Coventry: hundreds join march following racist police killing
Coventry Socialist Party
Over 200 came to the launch meeting of the #Justice4Daz campaign, set up after Coventry man Darren Cumberbatch died on 19 July following “contact” with the police. Hundreds also joined a march in Nuneaton on 29 July.
Darren is the third black man to die in such circumstances in a month, after Edson da Costa and Rashan Charles in London.
The meeting heard that Darren left his sister Carla’s house on 9 July “healthy and in great form.” Police only informed the family he was in George Eliot Hospital on 12 July.
Witnesses said he had been “battered” by police, and had black eyes and burns on his body. He told a friend he had been tasered nine times.
Speakers called for use of tasers to be suspended, and for the officers involved in Darren’s death to be suspended immediately. The Independent Police Complaints Commission was described as “not fit for purpose.”

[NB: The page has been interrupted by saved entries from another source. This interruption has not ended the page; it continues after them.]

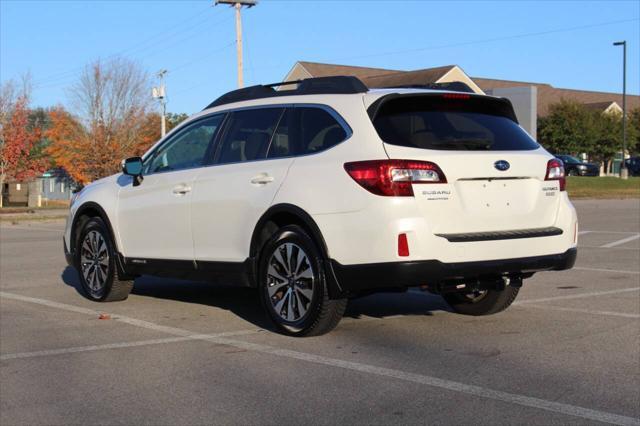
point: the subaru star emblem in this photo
(501, 165)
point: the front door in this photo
(154, 218)
(229, 197)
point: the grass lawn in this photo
(603, 187)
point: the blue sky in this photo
(566, 44)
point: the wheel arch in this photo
(288, 214)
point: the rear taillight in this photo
(555, 171)
(394, 177)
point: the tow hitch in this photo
(478, 284)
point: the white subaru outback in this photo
(330, 190)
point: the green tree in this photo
(633, 131)
(569, 128)
(173, 119)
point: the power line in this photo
(489, 40)
(468, 43)
(135, 47)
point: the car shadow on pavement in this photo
(245, 302)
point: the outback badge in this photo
(502, 165)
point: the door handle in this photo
(262, 179)
(181, 189)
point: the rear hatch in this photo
(495, 171)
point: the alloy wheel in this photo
(290, 282)
(94, 262)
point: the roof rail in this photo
(308, 86)
(454, 86)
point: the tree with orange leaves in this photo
(18, 140)
(113, 122)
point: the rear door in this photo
(229, 197)
(495, 171)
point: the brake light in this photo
(394, 177)
(403, 245)
(555, 171)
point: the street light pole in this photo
(237, 5)
(624, 173)
(160, 94)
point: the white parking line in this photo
(620, 271)
(622, 241)
(477, 391)
(576, 296)
(121, 345)
(583, 311)
(608, 232)
(32, 228)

A speaker from Black Conscious Coventry rightly said police brutality and racism are systemic and rooted in capitalism. “Policing is not there to protect the community, it’s there to protect property and big corporations.”
Hundreds marched through Nuneaton, where Darren’s violent arrest occurred.

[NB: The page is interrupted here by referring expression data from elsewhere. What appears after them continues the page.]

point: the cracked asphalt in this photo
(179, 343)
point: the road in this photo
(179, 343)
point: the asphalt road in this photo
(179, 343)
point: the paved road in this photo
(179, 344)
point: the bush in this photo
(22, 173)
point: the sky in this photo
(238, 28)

The march was led by his friends and family. Marchers laid flowers and candles outside.
The march proceeded to the police station. Luke, a witness from the night, said “something kicked off around two o’clock in the morning. I heard him screaming, I heard him shouting. The police were there.
“He was screaming for help. He was asking, ‘What have I done?’ I heard no reply. I heard tasers – no warning of tasers. I heard CS gas – no warning of CS gas…
“That night there was something going on that shouldn’t have been going on by police.”